Matthews has also achieved prominence by being the target of accusations that he sexually harassed two or three women who worked in Braun's campaign.

This became big news because Braun is a senator as a direct result of the most notorious case of alleged sexual harassment of our time: the Clarence Thomas-Anita Hill controversy.

Sen. Al Dixon (D-Ill.) voted to confirm Thomas for the Supreme Court, women became furious with him, and the unknown Braun jumped into the race. She was the beneficiary of all that female fury, and the rest is history.

Now Braun has a campaign manager/boyfriend who is accused of sexual harassment. Just like Clarence Thomas.

What a yuck. That's known as irony. And those of us in the news business love the ironic story.

The only problem with this story is that, while it reeks of irony, it reeks even more of unfairness.

As I said in the beginning, it is part of our legal system that the accused be permitted to confront his accusers.

If you want to sue someone, you can't tell the lawyer: "Yes, file the suit, I want to get every dollar he has. But by the way, keep my name out of it."

If you go to the police and say you want to sign a complaint !! against someone for a criminal act, you can't say: "Arrest him, but I don't want to get involved."

It doesn't work that way, and it shouldn't. At least it doesn't in the world of law.

But in journalism, the rules are different. Actually, there are no binding rules. The rules are whatever an editor says they are.

And in the case of Kgosie Matthews, he stands accused of sexual harassment by . . . by whom? Damned if I know. Two or three women whose names have never appeared in any newspaper or on any radio or TV station.

Their allegations have been printed and broadcast, although not in any true detail. They say that he tried to date them. When they turned him down, he treated them coldly or rudely or something.

None said that he groped, pinched, goosed or tried to bestow an unwanted kiss. He didn't chase them around a desk or leap out from behind a water cooler in a state of nudity. Or if he did, they haven't said so.

The reason their names have not appeared in these stories is that the reporters who listened to them agreed to their demand that they not be named or identified in any way. Those were the terms of their deal for telling their stories.

Now, there are sometimes valid reasons why a news source's name is protected.

Someone once tipped me off that the crime syndicate had taken over a private golf club. I checked it out, did the story and put the club out of business. Had I used the source's name, he would have slept with the fishes.

Government whistle-blowers sometimes tell reporters about government corruption. If their names are used, they can be exposed to professional or even physical danger.

Most news organizations don't use the names of rape victims. That's because many people still wrongly believe that rape is a sex crime, rather than a crime of violence, and the victim is stigmatized.

But in the case of Kgosie Matthews, we're not talking about rape. If it was rape, the women should have gone to the cops, which they haven't done.

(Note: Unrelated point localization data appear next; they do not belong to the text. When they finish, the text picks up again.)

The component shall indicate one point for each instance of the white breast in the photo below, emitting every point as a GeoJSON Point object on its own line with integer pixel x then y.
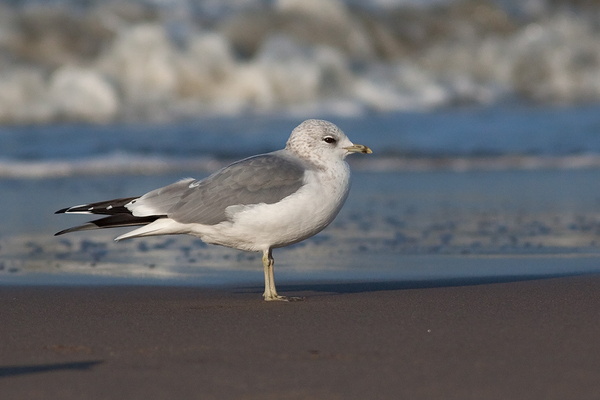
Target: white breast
{"type": "Point", "coordinates": [295, 218]}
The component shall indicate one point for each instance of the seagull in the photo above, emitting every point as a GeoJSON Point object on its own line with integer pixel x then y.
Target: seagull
{"type": "Point", "coordinates": [256, 204]}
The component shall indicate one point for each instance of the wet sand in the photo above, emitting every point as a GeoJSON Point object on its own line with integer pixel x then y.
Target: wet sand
{"type": "Point", "coordinates": [533, 338]}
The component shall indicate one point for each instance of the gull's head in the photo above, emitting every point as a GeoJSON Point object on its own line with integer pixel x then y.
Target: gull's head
{"type": "Point", "coordinates": [319, 140]}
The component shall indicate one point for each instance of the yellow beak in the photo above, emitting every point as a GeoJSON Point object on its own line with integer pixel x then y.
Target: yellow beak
{"type": "Point", "coordinates": [358, 148]}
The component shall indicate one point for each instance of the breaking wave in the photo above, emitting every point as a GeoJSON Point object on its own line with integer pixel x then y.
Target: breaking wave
{"type": "Point", "coordinates": [103, 61]}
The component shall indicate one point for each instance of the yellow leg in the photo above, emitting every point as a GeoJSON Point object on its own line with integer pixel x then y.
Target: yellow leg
{"type": "Point", "coordinates": [270, 293]}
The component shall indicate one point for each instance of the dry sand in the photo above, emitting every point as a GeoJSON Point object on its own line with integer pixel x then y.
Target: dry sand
{"type": "Point", "coordinates": [442, 339]}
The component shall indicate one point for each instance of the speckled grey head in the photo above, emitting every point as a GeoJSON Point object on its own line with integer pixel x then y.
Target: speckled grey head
{"type": "Point", "coordinates": [318, 141]}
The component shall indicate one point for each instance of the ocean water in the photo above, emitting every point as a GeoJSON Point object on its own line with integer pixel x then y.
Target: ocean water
{"type": "Point", "coordinates": [514, 194]}
{"type": "Point", "coordinates": [483, 116]}
{"type": "Point", "coordinates": [140, 60]}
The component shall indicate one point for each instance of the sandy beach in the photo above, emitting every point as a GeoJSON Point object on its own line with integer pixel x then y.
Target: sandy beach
{"type": "Point", "coordinates": [442, 339]}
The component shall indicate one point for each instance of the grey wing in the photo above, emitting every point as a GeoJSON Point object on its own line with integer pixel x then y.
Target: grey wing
{"type": "Point", "coordinates": [265, 178]}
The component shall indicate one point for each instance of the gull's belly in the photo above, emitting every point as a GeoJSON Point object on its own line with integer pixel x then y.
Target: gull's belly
{"type": "Point", "coordinates": [295, 218]}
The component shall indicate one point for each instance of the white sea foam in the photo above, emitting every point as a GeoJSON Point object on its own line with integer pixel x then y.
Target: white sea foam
{"type": "Point", "coordinates": [139, 60]}
{"type": "Point", "coordinates": [123, 164]}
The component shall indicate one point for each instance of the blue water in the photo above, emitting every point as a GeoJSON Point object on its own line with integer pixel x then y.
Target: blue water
{"type": "Point", "coordinates": [452, 132]}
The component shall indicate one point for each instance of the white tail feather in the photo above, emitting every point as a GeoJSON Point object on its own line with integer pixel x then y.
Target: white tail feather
{"type": "Point", "coordinates": [162, 226]}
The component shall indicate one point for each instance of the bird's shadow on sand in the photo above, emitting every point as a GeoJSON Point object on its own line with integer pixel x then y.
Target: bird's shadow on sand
{"type": "Point", "coordinates": [15, 370]}
{"type": "Point", "coordinates": [376, 286]}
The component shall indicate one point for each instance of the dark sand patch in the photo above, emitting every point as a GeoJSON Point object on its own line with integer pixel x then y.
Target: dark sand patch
{"type": "Point", "coordinates": [529, 339]}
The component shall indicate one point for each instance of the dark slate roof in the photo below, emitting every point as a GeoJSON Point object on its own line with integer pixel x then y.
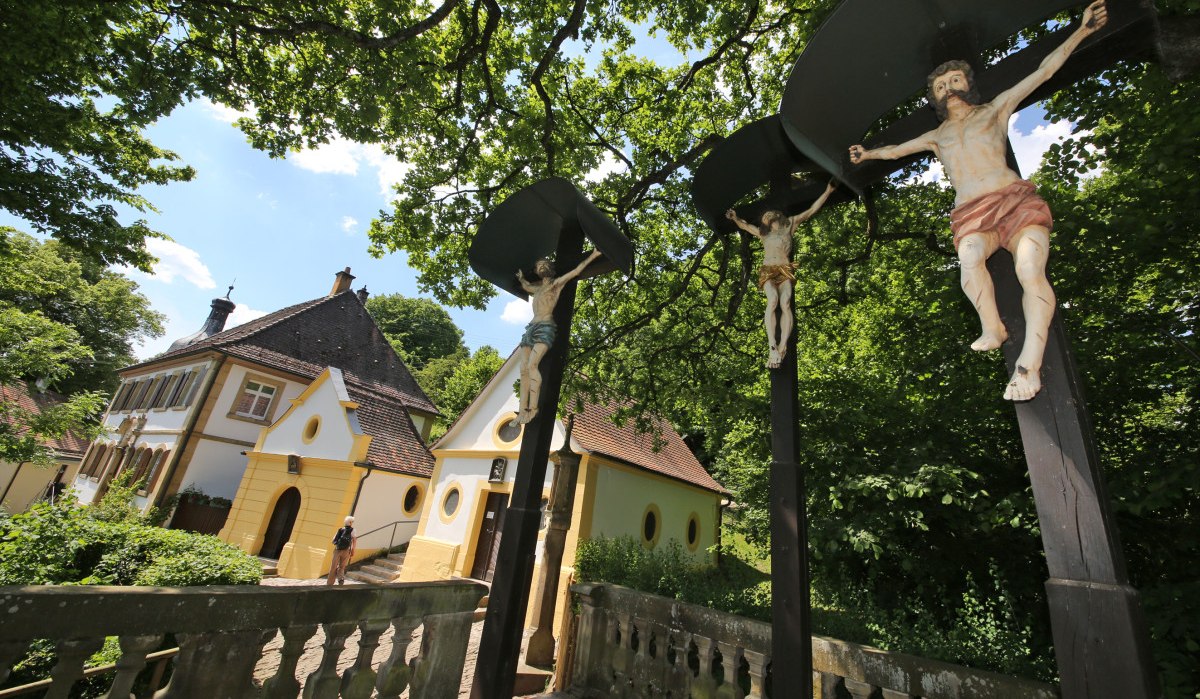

Do they fear for their lives if they're identified? If so, again they should be talking to cops, not reporters.

No, what we have here is a one-way street. They get to tell their story, with few specifics, and Kgosie Matthews is muddied up in the press with headlines about "sexual harassment."

They remain anonymous.

Much of the mud that hits Matthews splatters Braun. So she has to go before the cameras, face a barrage of questions from reporters and try to defend herself and Matthews.

I haven't seen any of the accusers sitting in front of the cameras and answering questions.

Why should they answer questions? Because fairness demands it. If they are going to accuse a person of something that opens him to public contempt, they should be required to step right up there and provide specifics.

Just tossing out the phrase "sexual harassment" shouldn't be and isn't enough. And the media can't hide behind the excuse that they will print the facts -- or some of them -- and let the public decide if these women should or shouldn't be believed. The public hasn't been given a chance to make up its mind because it hasn't heard one word directly from these women. All it has to go on is a reporter's sketchy version of what these nameless people say. That's not enough.

I'm sure Kgosie Matthews is embarrassed by these stories. And so is Braun.

But the people who should really be embarrassed are those who work in my trade.